Les applications industrielles de l'appareil, selon l'invention, concernent la production de grandes quantités de solutions antiseptiques utilisables pour le nettoyage, le lavage et la désinfection de matériels, de machines, des outils, des textiles, des récipients, des tuyauteries, des équipements et des locaux (sols et murs) utilisés notamment et non exclusivement dans les filières de production agroalimentaires et dans les services hospitaliers Il convient de souligner que différentes configurations possibles de modules de fiitration tels que module tubulaire, module à fibres creuses, module spirale et cartouche peuvent être avantageusement retenues, dans le cadre de l'invention, pour recevoir les membranes à enzymes immobilisées, et constituer ainsi des appareils, selon l'invention, spécialement adaptés à différentes contraintes de débit spécifiques des diverses applications industrielles citées.
De même, les membranes utilisables dans le module plan peuvent être constituées de différents matériaux dont les caractéristiques essentielles sont leurs aptitudes spécifiques à fixer soit par adsorption électrostatique, soit par affinité, soit par liaison chimique, diverses protéines à activité biologique telles que les enzymes par exemple. Ainsi, selon les modalités spécifiques des applications industrielles concernées, les membranes à enzymes fixées entrant dans la composition et la réalisation de l'appareillage selon l'invention pourront avantageusement être constituées d'acétate de cellulose, de polysulfones, de polyamides, de copolymères acryliques, de polymères en polypropylène ou en polypropylène, ou en polyoléfine, de polymères aromatiques, de céramique, de silice, de carbone, de tissus naturels ou synthétiques.
De même les diverses enzymes fixées dans l'appareil selon l'invention sont avantageusement choisies, selon des applications industrielles spécifiques, parmi : - des enzymes d'origine végétale telles que par exemple la peroxydase du radis noir (E.C. n°1.11.1.7), ou de soja, la nitrate oxydoréductase-NADPH (E.C. n°1.6.6.1 ) de céréales,...

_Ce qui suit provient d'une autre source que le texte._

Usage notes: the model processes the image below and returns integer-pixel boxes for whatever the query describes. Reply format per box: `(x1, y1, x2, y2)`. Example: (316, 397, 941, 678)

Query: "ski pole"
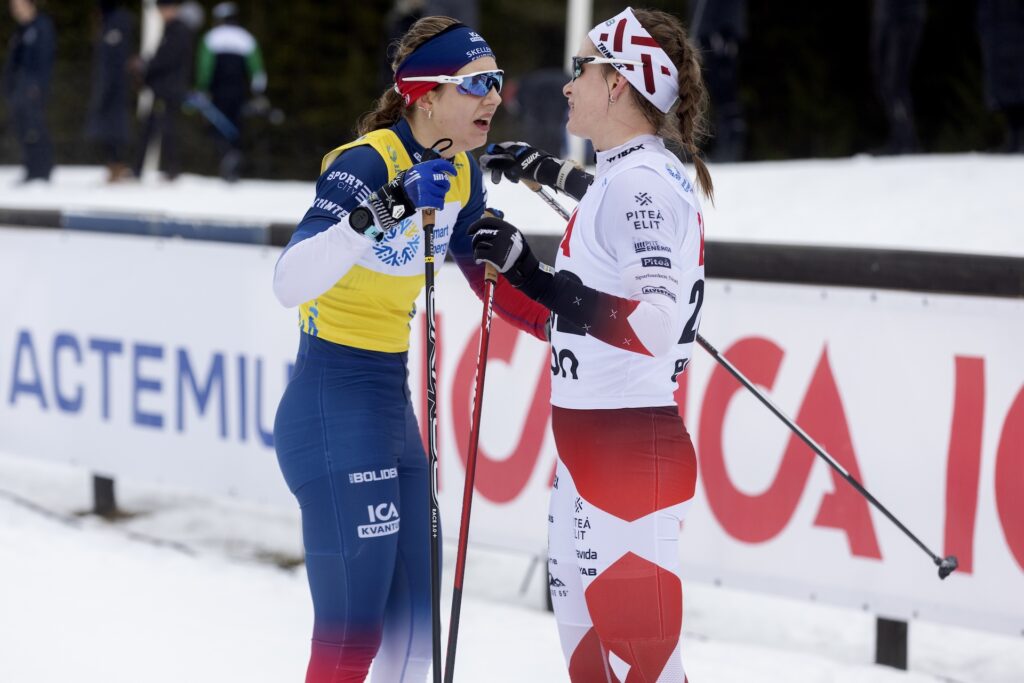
(423, 201, 443, 683)
(422, 138, 453, 683)
(444, 261, 499, 682)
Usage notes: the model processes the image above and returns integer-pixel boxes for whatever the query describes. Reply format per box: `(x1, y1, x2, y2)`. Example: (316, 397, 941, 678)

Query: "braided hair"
(631, 8, 714, 203)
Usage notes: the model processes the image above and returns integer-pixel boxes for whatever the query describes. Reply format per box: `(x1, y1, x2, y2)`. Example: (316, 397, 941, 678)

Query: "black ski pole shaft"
(524, 180, 957, 580)
(421, 137, 452, 683)
(444, 263, 498, 683)
(695, 333, 957, 579)
(523, 180, 571, 221)
(423, 204, 442, 683)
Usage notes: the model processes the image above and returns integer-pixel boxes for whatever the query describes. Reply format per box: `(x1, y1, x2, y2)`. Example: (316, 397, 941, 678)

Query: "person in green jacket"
(194, 1, 266, 180)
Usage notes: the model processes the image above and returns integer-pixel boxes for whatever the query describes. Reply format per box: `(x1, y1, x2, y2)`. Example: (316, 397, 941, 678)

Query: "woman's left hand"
(468, 216, 528, 273)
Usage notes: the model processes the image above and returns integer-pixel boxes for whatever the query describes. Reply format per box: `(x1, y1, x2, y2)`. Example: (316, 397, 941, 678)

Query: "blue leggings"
(274, 334, 433, 682)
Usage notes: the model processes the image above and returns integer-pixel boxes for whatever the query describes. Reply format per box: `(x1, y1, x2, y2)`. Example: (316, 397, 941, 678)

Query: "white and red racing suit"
(542, 134, 705, 683)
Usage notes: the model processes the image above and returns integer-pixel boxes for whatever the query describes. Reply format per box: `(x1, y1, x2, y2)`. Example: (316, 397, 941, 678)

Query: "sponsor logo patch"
(642, 285, 678, 302)
(606, 143, 645, 163)
(641, 256, 671, 268)
(634, 239, 671, 254)
(465, 46, 492, 60)
(373, 217, 421, 266)
(666, 163, 693, 192)
(311, 197, 346, 219)
(349, 468, 398, 484)
(358, 502, 400, 538)
(626, 209, 663, 230)
(636, 273, 679, 284)
(573, 515, 591, 540)
(326, 170, 370, 201)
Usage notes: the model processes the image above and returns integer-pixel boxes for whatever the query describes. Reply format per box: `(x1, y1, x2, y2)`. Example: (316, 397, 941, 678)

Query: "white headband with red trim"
(588, 7, 680, 113)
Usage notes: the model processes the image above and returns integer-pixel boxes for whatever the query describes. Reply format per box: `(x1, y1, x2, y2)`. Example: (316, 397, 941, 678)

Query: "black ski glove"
(468, 216, 552, 298)
(480, 142, 593, 201)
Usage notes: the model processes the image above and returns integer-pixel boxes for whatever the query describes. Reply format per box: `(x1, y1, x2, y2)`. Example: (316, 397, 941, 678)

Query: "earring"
(417, 106, 432, 120)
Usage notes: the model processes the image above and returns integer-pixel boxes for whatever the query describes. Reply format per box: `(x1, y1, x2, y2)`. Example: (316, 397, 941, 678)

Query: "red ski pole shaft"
(443, 262, 498, 682)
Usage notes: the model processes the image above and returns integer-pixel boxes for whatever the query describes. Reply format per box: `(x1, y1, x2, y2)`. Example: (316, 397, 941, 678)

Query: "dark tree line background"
(0, 0, 1005, 181)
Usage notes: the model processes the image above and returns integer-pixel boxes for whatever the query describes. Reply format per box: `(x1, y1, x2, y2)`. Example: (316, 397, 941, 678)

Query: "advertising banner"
(1, 227, 1021, 635)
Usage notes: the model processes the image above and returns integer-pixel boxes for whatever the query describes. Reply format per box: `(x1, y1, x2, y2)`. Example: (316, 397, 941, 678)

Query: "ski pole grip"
(484, 262, 498, 283)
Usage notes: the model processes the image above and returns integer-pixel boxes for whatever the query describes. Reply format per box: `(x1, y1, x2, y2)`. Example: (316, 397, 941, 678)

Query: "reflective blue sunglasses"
(401, 69, 504, 97)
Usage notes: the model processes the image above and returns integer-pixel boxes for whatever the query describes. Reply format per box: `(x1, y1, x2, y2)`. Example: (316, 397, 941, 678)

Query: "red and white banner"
(1, 228, 1021, 635)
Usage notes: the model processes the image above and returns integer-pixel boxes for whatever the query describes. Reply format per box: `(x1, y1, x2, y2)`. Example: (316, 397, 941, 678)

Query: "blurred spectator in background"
(133, 0, 193, 181)
(3, 0, 55, 183)
(379, 2, 476, 104)
(380, 0, 424, 90)
(177, 0, 205, 34)
(870, 0, 926, 155)
(426, 0, 477, 28)
(508, 68, 568, 157)
(85, 0, 137, 183)
(195, 1, 266, 181)
(978, 0, 1024, 153)
(690, 0, 747, 162)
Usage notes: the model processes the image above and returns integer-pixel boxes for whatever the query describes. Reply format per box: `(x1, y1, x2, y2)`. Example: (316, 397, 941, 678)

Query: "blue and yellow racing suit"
(273, 118, 547, 682)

- des enzymes d'origine fongique telles que par exemple la glucose oxydase (E.C.nM.1.3.4), la catalase (E.C.n°1.11.1.6), la beta-galactosidase (E.C.n°3.2.1.23) et la nitrate oxydo-reductase-NADPH. (E.C. n°1.6.6.2.) d'aspergillus...
- des enzymes d'origine bactérienne telles que par exemple la NADH- Peroxydase (E.C. n°11.1.1) d'Enterococcus, la NADPH oxydoreductase (E.C.n°1.6.99.3.) de Vibrio, la nitrate réductase (E.C.n°1.9.6.1) de colibacille, Poxydase lactique dismutase (E.C.n°1.1.3.2) de pédiococcus, la superoxyde dismutase ((E.C. n°1.15.1.1.) de colibacille, la peroxydase d'Arthromyces, (E.C. n°1.11.1.1.), la beta-galactosidase (E.C.n°3.2.1.23.) de colibacille - des enzymes d'origine animale telles que par exemple la xanthine-oxydase
(E.C.n°1.1.3.22) du lait, la lactoperoxydase (E.C.n°1.11.1.7.) du lait, la myeioperoxydase leucocytaire (E.C.n°1.11.1.7.), l'oxyde nitrique synthetase
(E.C.n°1.14.13.39) des tissus nerveux, la superoxyde dismutase (E.C.n°1.15.1.1.) d'erythrocytes, la sulfite oxydase (E.C.n0 1.8.3.1) d'hépatocytes...

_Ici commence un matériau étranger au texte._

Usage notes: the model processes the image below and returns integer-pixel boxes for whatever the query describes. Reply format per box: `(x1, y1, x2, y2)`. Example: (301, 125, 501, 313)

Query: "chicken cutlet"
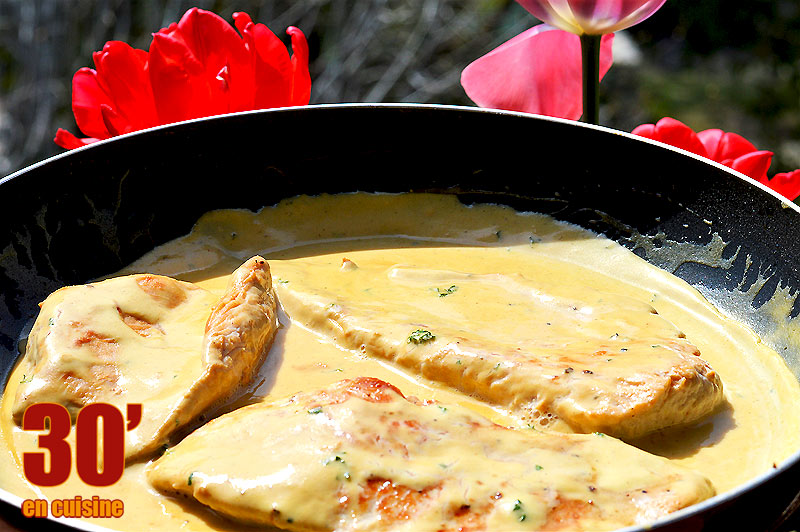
(147, 377, 715, 531)
(274, 259, 723, 439)
(12, 256, 277, 460)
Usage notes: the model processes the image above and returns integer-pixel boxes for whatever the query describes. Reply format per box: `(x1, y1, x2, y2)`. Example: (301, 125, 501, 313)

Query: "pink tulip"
(517, 0, 668, 35)
(461, 25, 613, 120)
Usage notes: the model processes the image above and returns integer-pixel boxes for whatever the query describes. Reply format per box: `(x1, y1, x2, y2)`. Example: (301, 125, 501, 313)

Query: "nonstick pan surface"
(1, 104, 799, 532)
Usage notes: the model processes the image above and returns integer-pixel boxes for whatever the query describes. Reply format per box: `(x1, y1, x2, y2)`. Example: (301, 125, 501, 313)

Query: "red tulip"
(517, 0, 668, 35)
(55, 8, 310, 149)
(461, 25, 613, 120)
(633, 117, 800, 201)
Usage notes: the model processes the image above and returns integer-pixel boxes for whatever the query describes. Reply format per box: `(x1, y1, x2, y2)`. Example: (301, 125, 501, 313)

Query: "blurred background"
(0, 0, 798, 177)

Un troisième mode (figure 3) de réalisation non exclusive de l'invention concerne une enceinte cylindrique (3), métallique ou synthétique, dotée d'un orifice à chaque extrémité (1) et (4), et dont le volume intérieur de 5 litres, par exemple, est rempli de microsphères (2) de latex ou de billes d'acrylique-oxirane ou de silice ou de polystyrène ou de matériaux composites sur lesquelles sont fixées, par liaison covalente, les oxydoréductases seules ou associées à d'autres enzymes d'intérêt choisies pour une application industrielle prédéterminée. La préparation et la mise en œuvre de billes de verre porteuses d'enzymes sont décrites, ci-après, à titre d'exemple non limitatif et conduisant à un appareil disposant de la plus grande surface réactive possible pour un volume donné.

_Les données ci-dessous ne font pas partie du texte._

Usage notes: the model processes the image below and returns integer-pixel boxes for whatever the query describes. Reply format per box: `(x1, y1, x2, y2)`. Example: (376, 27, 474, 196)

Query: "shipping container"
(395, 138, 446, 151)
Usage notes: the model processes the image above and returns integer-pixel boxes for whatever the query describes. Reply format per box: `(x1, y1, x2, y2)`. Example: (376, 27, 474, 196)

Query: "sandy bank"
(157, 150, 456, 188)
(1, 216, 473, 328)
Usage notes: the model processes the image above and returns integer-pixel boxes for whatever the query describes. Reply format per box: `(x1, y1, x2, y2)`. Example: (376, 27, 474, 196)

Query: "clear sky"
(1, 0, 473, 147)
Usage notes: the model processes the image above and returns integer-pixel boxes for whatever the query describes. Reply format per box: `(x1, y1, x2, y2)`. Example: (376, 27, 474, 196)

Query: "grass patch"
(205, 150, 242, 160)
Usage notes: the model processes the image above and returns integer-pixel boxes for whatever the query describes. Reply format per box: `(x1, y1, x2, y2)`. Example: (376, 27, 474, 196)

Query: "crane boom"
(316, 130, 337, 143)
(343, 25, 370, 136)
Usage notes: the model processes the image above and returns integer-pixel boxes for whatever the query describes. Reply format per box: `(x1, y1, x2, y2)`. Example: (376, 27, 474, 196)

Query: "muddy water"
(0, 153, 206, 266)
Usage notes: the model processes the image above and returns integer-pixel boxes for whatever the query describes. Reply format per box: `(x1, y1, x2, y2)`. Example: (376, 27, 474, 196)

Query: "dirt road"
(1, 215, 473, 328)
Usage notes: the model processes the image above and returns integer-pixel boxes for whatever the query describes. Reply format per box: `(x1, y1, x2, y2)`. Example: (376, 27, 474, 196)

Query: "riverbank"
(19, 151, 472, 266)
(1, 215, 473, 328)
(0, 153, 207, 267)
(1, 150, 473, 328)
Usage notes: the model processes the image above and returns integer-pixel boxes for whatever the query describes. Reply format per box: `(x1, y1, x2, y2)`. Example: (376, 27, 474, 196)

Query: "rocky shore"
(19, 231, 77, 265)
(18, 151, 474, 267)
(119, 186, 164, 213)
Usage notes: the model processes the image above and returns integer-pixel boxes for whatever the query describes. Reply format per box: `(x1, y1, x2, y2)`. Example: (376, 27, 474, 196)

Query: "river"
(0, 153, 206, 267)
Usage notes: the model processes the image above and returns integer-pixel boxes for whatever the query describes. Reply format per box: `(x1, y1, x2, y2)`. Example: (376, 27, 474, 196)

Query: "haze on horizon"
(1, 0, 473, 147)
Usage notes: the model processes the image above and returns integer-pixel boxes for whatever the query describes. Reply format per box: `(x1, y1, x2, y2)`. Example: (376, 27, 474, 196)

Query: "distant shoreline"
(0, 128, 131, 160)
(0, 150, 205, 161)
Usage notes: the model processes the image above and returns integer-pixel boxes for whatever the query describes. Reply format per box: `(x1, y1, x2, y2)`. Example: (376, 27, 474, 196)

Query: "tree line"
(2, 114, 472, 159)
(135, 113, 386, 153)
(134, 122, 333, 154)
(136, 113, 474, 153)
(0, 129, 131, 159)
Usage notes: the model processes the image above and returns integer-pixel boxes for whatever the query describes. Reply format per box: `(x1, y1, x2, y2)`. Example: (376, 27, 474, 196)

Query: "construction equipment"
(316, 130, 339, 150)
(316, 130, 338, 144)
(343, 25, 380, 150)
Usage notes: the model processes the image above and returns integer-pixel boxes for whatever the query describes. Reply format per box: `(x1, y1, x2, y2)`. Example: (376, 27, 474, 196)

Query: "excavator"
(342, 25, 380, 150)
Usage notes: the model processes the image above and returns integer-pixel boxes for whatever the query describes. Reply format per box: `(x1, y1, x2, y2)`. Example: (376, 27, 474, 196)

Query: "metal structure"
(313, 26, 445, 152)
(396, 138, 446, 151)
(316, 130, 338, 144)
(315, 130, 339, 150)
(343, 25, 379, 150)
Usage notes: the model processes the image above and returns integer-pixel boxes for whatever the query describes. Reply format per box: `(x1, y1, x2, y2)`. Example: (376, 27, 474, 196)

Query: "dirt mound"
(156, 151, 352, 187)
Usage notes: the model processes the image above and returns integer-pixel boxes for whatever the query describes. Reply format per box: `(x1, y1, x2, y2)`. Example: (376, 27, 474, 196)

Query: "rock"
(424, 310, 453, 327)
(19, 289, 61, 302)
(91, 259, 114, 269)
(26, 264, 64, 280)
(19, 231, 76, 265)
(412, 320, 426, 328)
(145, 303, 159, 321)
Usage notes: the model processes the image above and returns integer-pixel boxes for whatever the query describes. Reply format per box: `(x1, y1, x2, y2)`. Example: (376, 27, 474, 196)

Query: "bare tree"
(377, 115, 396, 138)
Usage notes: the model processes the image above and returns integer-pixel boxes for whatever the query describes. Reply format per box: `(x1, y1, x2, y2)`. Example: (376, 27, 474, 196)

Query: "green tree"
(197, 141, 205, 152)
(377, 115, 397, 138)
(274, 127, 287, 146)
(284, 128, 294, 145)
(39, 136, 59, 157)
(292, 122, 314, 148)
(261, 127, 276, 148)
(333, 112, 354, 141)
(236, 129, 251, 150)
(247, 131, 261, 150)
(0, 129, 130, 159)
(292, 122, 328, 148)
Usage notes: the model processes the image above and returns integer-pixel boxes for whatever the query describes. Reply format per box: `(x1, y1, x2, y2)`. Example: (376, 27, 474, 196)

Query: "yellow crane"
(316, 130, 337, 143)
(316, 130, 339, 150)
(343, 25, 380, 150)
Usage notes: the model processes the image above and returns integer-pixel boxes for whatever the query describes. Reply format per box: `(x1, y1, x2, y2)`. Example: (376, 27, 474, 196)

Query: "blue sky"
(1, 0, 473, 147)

Un volume de 5 litres de billes de verre non poreuses de 30μ de diamètre moyen (Corning-USA) sont lavées dans de l'eau distillée portée à 80°C, à raison de 10 volumes d'eau pour 1 volume de billes. Les billes sont égouttées puis immergées dans 5 litres d'une solution à 10% d'aluminate de sodium, pendant 2 heures à 65°C. Les billes sont alors lavées à nouveau en eau distillée, égouttées puis mises en suspension et agitées pendant 30 mn à 25°C dans 5 litres d'une solution aqueuse de polyethylèneimine (solution à 100 mgr - pH 10).
Après un nouveau lavage en tampon phosphate pH 7,4, les billes sont remises en suspension par agitation douce dans 5 litres d'une solution à 5% de glutaraldéhyde pendant 3 heures. Les billes sont ensuite lavées, puis incubées à nouveau 24 heures dans une solution aqueuse de polyethylèneimine à 50 mgr/l - pH 7,0 additionnée de 2 gr de NaBHsCN. Après un dernier lavage en tampon phosphate ( 3 volumes de tampon pour 1 volume de billes) et égouttage, les billes sont immergées dans 5 litres d'une solution tamponnée (tampon 50mM citrate pH 7,5) d'un mélange à parties égales de nitrate-réductase bactérienne (E.C.n01.9.6.1).50U.I./mg-SIGMA en solution à 1 mg/l et de phosphatase acide végétale ( E.C.n°3.1.3.2) type IV 10U.I./mg-SIGMA- en solution à 5 mg/ml. L'immobilisation des enzymes est obtenue par une agitation douce des billes dans la solution (60 mn à température ambiante) suivie d'une addition dans la solution de glutaraldéhyde à la concentration finale de 1 % et d'une nouvelle incubation supplémentaire d'une heure. Les billes ainsi activées, sont lavées à l'eau tamponnée (tampon citrate 0,50 mM pH 7,5) puis introduites et enfermées dans l'enceinte cylindrique. Les orifices de l'enceinte sont reliés respectivement à un tuyau d'alimentation et à un tuyau d'évacuation.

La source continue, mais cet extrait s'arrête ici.